Issue 30

Home-Made Marshmallows

Home-Made Marshmallows

Hot sugar syrup, tricky gelatin and a moving whisk…the stuff of nightmare for beginning culinary students.  Why risk burning your hands, splattering hot sugar all over the workstation and making a gooey mess?  Because that won’t happen and because you’ll end up with moist, tender and pillowy puffs called marshmallows.  Overcome your fear.  There is nothing tricky or risky about making them; all it takes is proper mise en place. In principle, the mixture is no more than an Italian meringue stabilized by the addition of gelatin.  You can tint them to any color and flavor them to suit your mood.  Dress them up by coating them with chocolate or chopped nuts, put them on lollipop sticks or cut them into different shapes and you have your signature confection.  They are worth the effort and are so much better than store bought.  Once you make your first batch of these delicious, impossibly soft and squishy marshmallows, you will not go back to those commercial ones.  There is no comparison.
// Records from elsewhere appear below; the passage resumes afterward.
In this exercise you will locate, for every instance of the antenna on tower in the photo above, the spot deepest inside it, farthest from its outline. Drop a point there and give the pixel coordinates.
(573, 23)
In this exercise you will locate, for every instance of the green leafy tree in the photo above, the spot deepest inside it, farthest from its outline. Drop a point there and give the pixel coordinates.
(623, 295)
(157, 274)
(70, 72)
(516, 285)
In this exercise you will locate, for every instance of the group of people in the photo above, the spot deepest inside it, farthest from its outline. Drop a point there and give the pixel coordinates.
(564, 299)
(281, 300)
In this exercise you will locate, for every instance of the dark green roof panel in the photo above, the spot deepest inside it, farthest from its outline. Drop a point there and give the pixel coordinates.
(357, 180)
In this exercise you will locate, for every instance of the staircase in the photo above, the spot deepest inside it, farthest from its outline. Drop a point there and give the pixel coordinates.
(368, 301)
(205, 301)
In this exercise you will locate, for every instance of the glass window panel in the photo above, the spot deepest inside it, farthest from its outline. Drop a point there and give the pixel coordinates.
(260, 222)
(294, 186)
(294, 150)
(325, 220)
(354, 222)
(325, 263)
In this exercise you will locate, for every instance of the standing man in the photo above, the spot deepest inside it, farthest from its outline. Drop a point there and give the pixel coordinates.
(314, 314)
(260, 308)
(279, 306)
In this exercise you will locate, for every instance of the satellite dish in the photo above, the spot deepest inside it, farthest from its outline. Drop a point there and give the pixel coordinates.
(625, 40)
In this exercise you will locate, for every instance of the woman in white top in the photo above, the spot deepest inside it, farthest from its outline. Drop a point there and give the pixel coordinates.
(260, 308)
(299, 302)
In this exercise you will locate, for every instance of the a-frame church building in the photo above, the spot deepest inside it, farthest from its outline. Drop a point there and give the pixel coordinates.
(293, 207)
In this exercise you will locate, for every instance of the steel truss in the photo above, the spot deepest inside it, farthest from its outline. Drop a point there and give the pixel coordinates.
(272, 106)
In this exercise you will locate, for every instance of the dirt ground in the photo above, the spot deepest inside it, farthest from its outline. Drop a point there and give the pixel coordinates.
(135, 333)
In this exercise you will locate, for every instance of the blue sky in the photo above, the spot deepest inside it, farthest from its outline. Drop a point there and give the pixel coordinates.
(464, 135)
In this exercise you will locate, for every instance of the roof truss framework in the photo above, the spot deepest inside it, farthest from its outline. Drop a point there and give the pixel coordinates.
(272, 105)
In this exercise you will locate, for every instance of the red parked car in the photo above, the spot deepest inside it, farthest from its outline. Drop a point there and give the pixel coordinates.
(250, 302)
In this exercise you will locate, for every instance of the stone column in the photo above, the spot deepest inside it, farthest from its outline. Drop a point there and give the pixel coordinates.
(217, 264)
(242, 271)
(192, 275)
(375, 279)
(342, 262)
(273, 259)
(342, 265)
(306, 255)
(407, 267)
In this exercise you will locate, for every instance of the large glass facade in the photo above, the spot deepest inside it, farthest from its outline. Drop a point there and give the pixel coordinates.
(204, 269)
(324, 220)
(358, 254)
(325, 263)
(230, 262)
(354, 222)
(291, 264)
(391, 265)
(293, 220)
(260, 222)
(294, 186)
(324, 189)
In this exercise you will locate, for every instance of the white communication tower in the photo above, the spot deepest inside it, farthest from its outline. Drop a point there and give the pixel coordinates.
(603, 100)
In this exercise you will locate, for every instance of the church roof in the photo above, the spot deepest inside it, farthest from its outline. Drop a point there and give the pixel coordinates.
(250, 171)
(yield: half hotel pan) Recipe from Professional Pastry Chef, Bo Friberg
3 tablespoons Gelatin
½ cup Cold water
1 lb Granulated sugar
2 ounces Corn syrup
½ cup Water
½ cup Egg whites
Cornstarch and powdered sugar mixed at 1:1 ratio

Step 1

Pan spray the hotel pan and line pan bottom with parchment and dust with cornstarch and sugar mix.

Step 2

Bloom gelatin in ½ cup of cold water.  When completely boomed, heat to dissolve the gelatin then set aside and keep warm.

Step 3

In a heavy bottom stainless steel saucepan, combine granulated sugar, corn syrup and second ½ cup of water and start cooking over medium heat.

Step 4

Place egg whites in bowl of stand mix with the whip attachment and start whipping at medium speed to stiff peaks.  Reduce mixer speed to low when sugar has reached 245 degrees F.

Step 5

Pour the hot sugar syrup carefully and slowly, in a steady stream, into the whipping egg whites taking care to pour it between the whip and the side of the bowl to avoid splattering.  Immediately add the dissolve gelatin and then turn the mixer speed to high.

Step 6

When meringue is smooth and fluffy but still warm, pour it into the prepared pan and spread to even the top.  You may mix in your color and flavoring just before pouring it into the pan.Store the marshmallow mixture at room temperature until cool completely.

Step 7

When cooled and set, cut the marshmallow sheet into desired shape with a lightly oiled chef knife or a pair of scissors.  Immediately coat the cut marshmallows in the cornstarch and powder sugar mix.  Dust or shake off excess coating and serve.

Marshmallows may be made with or without egg whites. After several batches, I have decided that I prefer to make them with egg whites because they are much more moist and fluffy.